Article 299-2 of Kyrgyzstan’s criminal code is the most common charge against terrorism and extremism suspects in the country. The article, which criminalizes possession of extremist material, has been used to convict at least 258 people since 2010. The definition of “extremist material” is vague, however, Human Rights Watch says in a new report, leaving the law open to easy abuse.
As Letta Tayler, the senior researcher behind the report, said in an interview, “I could be convicted under this law for keeping copies of the material I examined as part of my research.” The same goes for this article.
Originally, Kyrgyz law criminalized “the acquisition, storage [possession], transportation and transfer of extremist materials for the purpose of distribution, or their production and distribution, as well as the deliberate use of symbols or attributes of extremist organization” (emphasis added). In 2013, however, the law was amended to remove the requirement that an individual needed to show intent to distribute — making it criminal to merely posses “extremist material.” Furthermore, in 2016 mandatory prison sentences were introduced for convictions under article 299-2.
Reforms scheduled to go into effect in January 2019 are supposed to revert the law back to requiring an intent to disseminate.
What is “extremist material”? According to Human Rights Watch, the Kyrgyz definition of extremism — rooted in the 2005 Law on Countering Extremist Activity — is overly broad. The 2005 law lists not only serious crimes, like planning or committing acts of terrorism, but also “affronts to national dignity,” “hooliganism,” and “vandalism.” The 2005 law also criminalizes not just financing and facilitating such activities but also “justification of, or public calls to support.” Extremist materials are any documents or information that “call for or justify extremist views.”
According to Human Rights Watch, although the government is required to maintain a list of banned content, “for years the Ministry of Justice website created for this purpose did not include much of the material used to convict suspects under article 299-2 and, according to human rights defenders, remains incomplete.”
Kyrgyz authorities have banned 21 organizations as terrorist or extremist, including the Taliban and the Islamic State, as well as Hizb ut-Tahrir (HT) and others.

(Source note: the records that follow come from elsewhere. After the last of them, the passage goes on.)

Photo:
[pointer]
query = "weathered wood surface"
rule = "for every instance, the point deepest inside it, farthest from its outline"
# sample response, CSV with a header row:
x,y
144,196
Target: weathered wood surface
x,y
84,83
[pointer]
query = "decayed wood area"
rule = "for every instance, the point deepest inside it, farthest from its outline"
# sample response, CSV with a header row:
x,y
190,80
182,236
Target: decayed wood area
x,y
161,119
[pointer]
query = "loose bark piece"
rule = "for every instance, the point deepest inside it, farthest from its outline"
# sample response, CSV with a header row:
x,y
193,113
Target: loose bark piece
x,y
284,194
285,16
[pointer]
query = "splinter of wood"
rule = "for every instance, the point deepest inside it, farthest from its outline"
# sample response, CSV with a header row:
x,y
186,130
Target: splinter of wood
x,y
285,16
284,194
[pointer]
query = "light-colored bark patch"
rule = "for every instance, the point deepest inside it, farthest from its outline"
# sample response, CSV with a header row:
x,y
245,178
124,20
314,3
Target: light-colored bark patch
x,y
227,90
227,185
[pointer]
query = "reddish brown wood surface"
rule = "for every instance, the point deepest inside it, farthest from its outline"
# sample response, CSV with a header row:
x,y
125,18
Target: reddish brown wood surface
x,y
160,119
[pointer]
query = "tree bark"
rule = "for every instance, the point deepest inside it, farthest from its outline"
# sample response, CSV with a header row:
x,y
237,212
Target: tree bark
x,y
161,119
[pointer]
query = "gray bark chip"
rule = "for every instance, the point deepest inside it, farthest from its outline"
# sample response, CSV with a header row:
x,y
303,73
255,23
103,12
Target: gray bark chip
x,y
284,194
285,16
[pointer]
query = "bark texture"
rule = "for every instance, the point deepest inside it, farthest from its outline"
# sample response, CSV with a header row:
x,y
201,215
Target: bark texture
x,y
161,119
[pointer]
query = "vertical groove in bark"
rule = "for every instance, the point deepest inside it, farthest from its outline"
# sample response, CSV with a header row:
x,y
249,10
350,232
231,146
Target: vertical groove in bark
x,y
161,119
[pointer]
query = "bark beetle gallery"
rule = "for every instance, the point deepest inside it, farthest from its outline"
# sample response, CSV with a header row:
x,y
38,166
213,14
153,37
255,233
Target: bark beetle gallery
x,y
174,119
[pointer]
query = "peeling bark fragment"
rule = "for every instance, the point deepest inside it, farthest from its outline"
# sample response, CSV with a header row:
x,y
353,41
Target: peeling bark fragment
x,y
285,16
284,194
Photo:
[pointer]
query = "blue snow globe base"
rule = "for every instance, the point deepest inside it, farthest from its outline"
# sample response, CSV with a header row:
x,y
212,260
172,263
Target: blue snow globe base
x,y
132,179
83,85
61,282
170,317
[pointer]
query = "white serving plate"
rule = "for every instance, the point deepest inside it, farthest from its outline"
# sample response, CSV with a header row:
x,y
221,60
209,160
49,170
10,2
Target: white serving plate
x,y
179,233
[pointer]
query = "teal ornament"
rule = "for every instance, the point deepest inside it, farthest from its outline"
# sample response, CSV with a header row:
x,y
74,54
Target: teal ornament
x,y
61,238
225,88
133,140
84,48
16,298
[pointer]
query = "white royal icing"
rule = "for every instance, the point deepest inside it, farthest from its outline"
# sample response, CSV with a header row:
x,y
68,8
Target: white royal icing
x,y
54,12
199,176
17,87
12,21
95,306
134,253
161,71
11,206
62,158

The Ministry of Justice website lists 22 court decisions banning various material from the expected — websites for HT and other groups proscribed by the state — to materials many would not consider “extreme,” like a 2012 film called I am Gay and Muslim; a 2017 article published by Fergana News about social media, intolerance, and inter-ethnic tensions in Kyrgyzstan; and a 2012 report by Freedom House, the Norwegian Helsinki Committee, and the Memorial Human Rights Center chronicling the 2010 interethnic violence in southern Kyrgyzstan.
As Tayler noted in an interview, “In one of the most Orwellian aspects of this crackdown, some people were prosecuted for possessing material that wasn’t declared unlawful until they were arrested for possessing it.”
What does article 299-2 look like in practice? As the cases referenced in the Human Rights Watch report demonstrate, it’s messy.
For example, a man was convicted in 2017 of possessing extremist material. Police had raided his home and claimed to have found a magazine and a few pages from a banned Islamist group — the materials were several years old and the man wasn’t accused of disseminating the material. He claimed the material had been planted by the police but was sentenced to three years of detention.
In another case, in 2014 a 74-year-old man was convicted under article 299-2 for owning a book of Hizb ut-Tahrir writings. While on hajj, the man had been given the book — which was ornately decorated — as a gift. He brought it home and put it on display. The man was given a suspended sentence but had his pension payments frozen; he died a few months later.
Then there’s the case of Umar Farooq, an American journalist. In 2015 he was arrested and charged under article 299-2 while in southern Kyrgyzstan investigating interethnic tensions and the arrest of Rashod Kamalov, a prominent local Uzbek imam (Kamalov was also charged under article 299-2). Police said Farooq was in possession of discs containing Kamalov’s sermons; Farooq said the discs were planted by police. Farooq was deported after three days. (Full disclosure: Farooq has written for The Diplomat).
There are a myriad adjacent issues, from due process violations to accusations of torture. Perhaps most significantly, there may be an undercurrent of interethnic tensions that deserves greater research — research made more difficult by the ease with which article 299-2 can be abused. Farooq’s case is particularly illustrative in this regard.
As noted above, Kyrgyzstan is set to reform article 299-2, reintroducing the “intent” requirement. This, Tayler has said, is a good step but there are concerns that the government may not have the capacity to implement the reform as scheduled. Given that Kyrgyzstan — and the rest of Central Asia — does face legitimate terrorism risks, it’s important that laws intended for counterterror purposes don’t make the situation worse. As Tayler said in an interview, “counterterrorism measures that abuse people are not only unlawful, they’re counterproductive… They can alienate suspects and local communities, including potential allies.”